Under-investigation CTV construction manager accused of taking engine design and patenting it in US

The convicted fraudster facing a police investigation over the construction of the Canterbury Television building has been awarded a US patent for a invention he's accused of stealing from a friend.

Documents seen by APNZ show the patent for a system that would enable truck engines to run on a mixture of diesel and LPG was granted in July to Will Fisher - an alias used by Gerald Morton Shirtcliff.

Backyard inventor Phil Stanley claims the design is his and that Shirtcliff stole it after fleeing Mr Stanley's Christchurch home, where he lived while on home detention.

The men met in Christchurch in 2005, shortly before Shirtcliff was jailed for a GST fraud in which he falsified the books of a failing business he sold to a Queenstown couple.


Mr Stanley says he and his partner, Sue Lyons, took pity on Shirtcliff and visited him in prison.

Two weeks into his 20-month sentence, they pleaded with a judge to let him serve the rest of his term on home detention at their New Brighton house.
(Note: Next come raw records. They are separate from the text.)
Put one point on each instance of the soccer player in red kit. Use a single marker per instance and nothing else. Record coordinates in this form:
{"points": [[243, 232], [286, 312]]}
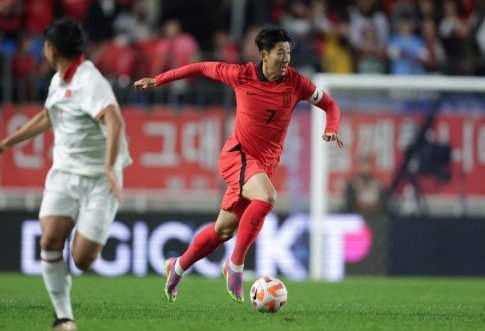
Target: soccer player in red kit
{"points": [[266, 95]]}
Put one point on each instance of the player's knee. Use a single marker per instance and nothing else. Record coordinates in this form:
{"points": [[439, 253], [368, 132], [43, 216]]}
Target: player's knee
{"points": [[83, 263], [51, 243], [268, 197], [226, 233]]}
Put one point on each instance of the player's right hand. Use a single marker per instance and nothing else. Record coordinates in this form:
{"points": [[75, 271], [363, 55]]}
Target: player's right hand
{"points": [[332, 136], [114, 186], [146, 84], [3, 148]]}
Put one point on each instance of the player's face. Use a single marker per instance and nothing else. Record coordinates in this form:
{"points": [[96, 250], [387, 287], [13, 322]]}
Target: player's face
{"points": [[49, 54], [278, 58]]}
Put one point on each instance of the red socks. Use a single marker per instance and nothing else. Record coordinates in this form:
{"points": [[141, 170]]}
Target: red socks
{"points": [[206, 242], [249, 227]]}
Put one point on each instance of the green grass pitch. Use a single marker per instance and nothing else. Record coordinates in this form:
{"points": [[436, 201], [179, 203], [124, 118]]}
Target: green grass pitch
{"points": [[131, 303]]}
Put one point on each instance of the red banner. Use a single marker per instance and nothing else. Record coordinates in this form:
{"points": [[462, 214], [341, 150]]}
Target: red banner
{"points": [[179, 151]]}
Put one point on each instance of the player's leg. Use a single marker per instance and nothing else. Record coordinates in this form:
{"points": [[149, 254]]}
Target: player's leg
{"points": [[247, 178], [205, 242], [58, 210], [262, 194], [259, 190], [97, 212], [55, 272]]}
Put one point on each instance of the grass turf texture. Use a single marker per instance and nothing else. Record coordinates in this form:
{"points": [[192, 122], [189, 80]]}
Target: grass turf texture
{"points": [[130, 303]]}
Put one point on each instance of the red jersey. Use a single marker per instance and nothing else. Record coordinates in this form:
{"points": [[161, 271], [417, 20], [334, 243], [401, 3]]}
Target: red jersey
{"points": [[264, 108]]}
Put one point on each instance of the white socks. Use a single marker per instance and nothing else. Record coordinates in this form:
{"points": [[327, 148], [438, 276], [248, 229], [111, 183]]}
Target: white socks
{"points": [[178, 269], [235, 267], [58, 282]]}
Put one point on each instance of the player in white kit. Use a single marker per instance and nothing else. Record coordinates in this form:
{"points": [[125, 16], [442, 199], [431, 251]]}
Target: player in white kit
{"points": [[83, 187]]}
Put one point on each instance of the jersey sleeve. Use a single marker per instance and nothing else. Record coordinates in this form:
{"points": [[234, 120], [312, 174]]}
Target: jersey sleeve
{"points": [[305, 87], [223, 72], [98, 97]]}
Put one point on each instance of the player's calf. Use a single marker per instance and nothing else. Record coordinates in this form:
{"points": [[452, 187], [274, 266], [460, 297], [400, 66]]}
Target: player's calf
{"points": [[64, 324]]}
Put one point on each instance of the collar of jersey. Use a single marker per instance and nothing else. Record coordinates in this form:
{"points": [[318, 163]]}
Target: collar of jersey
{"points": [[67, 77], [262, 77]]}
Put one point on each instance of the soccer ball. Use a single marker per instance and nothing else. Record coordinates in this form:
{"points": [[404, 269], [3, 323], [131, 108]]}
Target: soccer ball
{"points": [[268, 294]]}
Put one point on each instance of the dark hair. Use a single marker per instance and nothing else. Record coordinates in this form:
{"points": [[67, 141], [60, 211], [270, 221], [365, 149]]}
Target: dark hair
{"points": [[268, 37], [66, 35]]}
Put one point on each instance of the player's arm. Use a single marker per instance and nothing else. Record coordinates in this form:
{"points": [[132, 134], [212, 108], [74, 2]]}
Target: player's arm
{"points": [[226, 73], [37, 125], [100, 103], [111, 116], [323, 101], [114, 127]]}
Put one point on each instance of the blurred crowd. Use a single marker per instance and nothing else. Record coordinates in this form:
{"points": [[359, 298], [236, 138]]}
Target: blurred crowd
{"points": [[129, 39]]}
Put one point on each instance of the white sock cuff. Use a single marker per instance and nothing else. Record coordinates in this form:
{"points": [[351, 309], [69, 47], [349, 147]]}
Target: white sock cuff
{"points": [[178, 269], [235, 267], [50, 255]]}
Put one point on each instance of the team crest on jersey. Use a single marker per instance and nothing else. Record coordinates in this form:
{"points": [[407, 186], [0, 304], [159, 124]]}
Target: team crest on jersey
{"points": [[286, 98]]}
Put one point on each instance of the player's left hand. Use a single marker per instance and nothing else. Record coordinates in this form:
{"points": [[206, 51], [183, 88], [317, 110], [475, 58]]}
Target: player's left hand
{"points": [[114, 186], [145, 84], [329, 136]]}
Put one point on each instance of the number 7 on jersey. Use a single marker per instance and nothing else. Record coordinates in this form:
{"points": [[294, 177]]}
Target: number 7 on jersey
{"points": [[272, 112]]}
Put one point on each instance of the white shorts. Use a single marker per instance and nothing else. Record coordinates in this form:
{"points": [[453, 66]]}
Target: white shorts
{"points": [[85, 199]]}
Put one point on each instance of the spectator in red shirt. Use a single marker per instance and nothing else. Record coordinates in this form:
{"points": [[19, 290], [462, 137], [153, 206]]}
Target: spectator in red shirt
{"points": [[175, 49], [23, 69], [75, 8], [11, 18], [224, 49], [38, 14]]}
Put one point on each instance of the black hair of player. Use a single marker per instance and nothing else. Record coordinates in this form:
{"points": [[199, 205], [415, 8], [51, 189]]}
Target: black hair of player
{"points": [[67, 36], [268, 37]]}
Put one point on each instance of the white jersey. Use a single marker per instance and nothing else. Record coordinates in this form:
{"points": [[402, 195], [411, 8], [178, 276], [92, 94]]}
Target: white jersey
{"points": [[75, 104]]}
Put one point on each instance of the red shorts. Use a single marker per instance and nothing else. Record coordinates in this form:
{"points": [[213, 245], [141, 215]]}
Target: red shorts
{"points": [[236, 167]]}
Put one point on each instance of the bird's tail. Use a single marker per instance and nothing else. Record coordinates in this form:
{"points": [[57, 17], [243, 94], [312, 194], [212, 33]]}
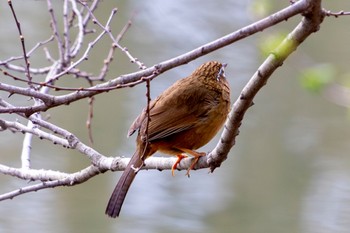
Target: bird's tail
{"points": [[121, 189]]}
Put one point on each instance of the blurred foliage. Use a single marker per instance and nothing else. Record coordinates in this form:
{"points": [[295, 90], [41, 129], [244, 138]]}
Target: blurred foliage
{"points": [[315, 78], [270, 42], [261, 8]]}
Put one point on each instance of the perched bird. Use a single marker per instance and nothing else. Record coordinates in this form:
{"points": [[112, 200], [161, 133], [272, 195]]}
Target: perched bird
{"points": [[182, 119]]}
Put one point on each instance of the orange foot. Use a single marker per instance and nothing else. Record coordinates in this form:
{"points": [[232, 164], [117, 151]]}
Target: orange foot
{"points": [[179, 158], [196, 156]]}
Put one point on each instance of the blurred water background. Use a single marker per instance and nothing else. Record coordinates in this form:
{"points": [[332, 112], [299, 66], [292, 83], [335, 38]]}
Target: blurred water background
{"points": [[288, 172]]}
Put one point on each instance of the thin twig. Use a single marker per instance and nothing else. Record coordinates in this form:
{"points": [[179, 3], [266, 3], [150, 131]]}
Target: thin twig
{"points": [[25, 56]]}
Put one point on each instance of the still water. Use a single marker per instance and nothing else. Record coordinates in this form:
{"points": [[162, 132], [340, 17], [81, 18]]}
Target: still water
{"points": [[288, 172]]}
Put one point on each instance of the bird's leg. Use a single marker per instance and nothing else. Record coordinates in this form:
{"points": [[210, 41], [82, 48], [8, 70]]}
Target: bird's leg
{"points": [[179, 158], [196, 156]]}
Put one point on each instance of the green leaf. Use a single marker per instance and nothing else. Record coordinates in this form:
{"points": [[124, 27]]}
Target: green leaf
{"points": [[314, 79]]}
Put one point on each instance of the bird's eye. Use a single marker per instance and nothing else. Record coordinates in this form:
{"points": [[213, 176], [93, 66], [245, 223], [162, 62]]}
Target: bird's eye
{"points": [[221, 72]]}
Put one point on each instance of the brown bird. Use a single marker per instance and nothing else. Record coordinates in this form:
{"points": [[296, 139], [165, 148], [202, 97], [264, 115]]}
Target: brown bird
{"points": [[182, 119]]}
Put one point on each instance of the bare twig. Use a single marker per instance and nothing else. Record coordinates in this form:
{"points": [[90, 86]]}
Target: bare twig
{"points": [[27, 64]]}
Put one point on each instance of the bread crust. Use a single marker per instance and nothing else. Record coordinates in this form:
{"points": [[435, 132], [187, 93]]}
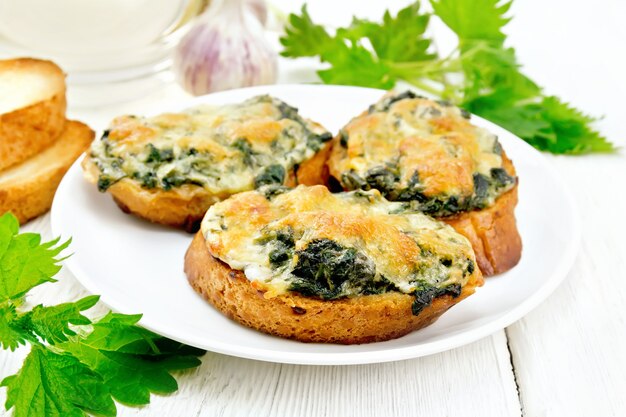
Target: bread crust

"We looked after him like he was one of the family," Mr Stanley said.

During that time, Mr Stanley was working on the engine project, and says he often discussed it with Shirtcliff.

Mr Stanley believes that once Shirtcliff's home-detention bracelet was removed, he disappeared to Australia with comprehensive notes and drawings on the project.

He spoke out after Shirtcliff's appearance before the royal commission of inquiry into the collapse of the CTV building, killing 115 people, in the February 2011 Christchurch earthquake.

Shirtcliff was construction manager on the project.

Mr Stanley, 62, alleges that when Shirtcliff left him in 2007, he moved to Brisbane, patented the engine idea and sold the technology.


Investor Wayne Smith said he paid Shirtcliff a $1000-a-week retainer to bring it to market.

The contract was severed after "about a year", according to Mr Smith, who says he has since spent $1 million employing German experts to work on the design.

In the meantime, Shirtcliff was contracting for global engineering consultancy WorleyParsons and chipping away at the American market, getting his patent on July 16 through DGC Industries, a company linked to the Fisher alias.

Shirtcliff, 67, could not be traced at the home outside Brisbane he shares with his wife, Julie Rook.

But his lawyer, David Tucker, said Shirtcliff strenuously denied Mr Stanley's claim.

"No allegation has ever been made of that nature by the Stanleys to our client, no demand from lawyers of the Stanleys has ever been received, nor demand by any other person.

"We are instructed that it is a complete fabrication."

Shirtcliff initially refused to give evidence to the royal commission.

When he did, he was accused of "distancing" himself from responsibility for the CTV building collapse after claiming he had limited input into the construction process.

Shirtcliff told the hearing he was a graduate civil engineer. Asked why he lived in Australia under the Fisher identity, he said it was because of "family issues".

Since giving evidence, he has been accused of stealing the identity of William Fisher, with whom he worked in South Africa, and faking an engineering degree to get jobs in New Zealand and Australia.

It is alleged the fake degree from Sheffield University gave him entry to a masters programme at the University of New South Wales in 1971, which led to his getting a master of engineering science in highway engineering.

The university is investigating Shirtcliff's background and says that if the claims are proved, it will cancel his degree.

Australia's professional engineering body has written to Shirtcliff asking him to respond to allegations he faked his degree and lied about his qualifications.

The allegations may be referred to the Australian Federal Police.

Shirtcliff has denied the claims, but yesterday it emerged they were being investigated by a senior New Zealand police officer.

Building and Construction Minister Maurice Williamson said Shirtcliff could face extradition to New Zealand and criminal charges.

"One hundred and 15 people lost their lives," he told Radio NZ. "If a person was using a fake ID and was the engineer supervising the building ... I think there could be some pretty serious charges to be laid."

Shirtcliff's contract with WorleyParsons ended last month. The firm said a review of projects he worked on had found no irregularities.

Mr Stanley is now living at Mapua near Nelson, "on the breadline".

He would like to challenge the US patent but said he couldn't afford the $100,000-plus he estimates it would cost in legal bills.

He said Mr Smith had made him a "generous offer" of a financial return if the technology became profitable.

"I'm happy to leave it at that. But I'm certainly happy for Gerry [Shirtcliff]] to face what he deserves, and I'll assist in seeing that happen."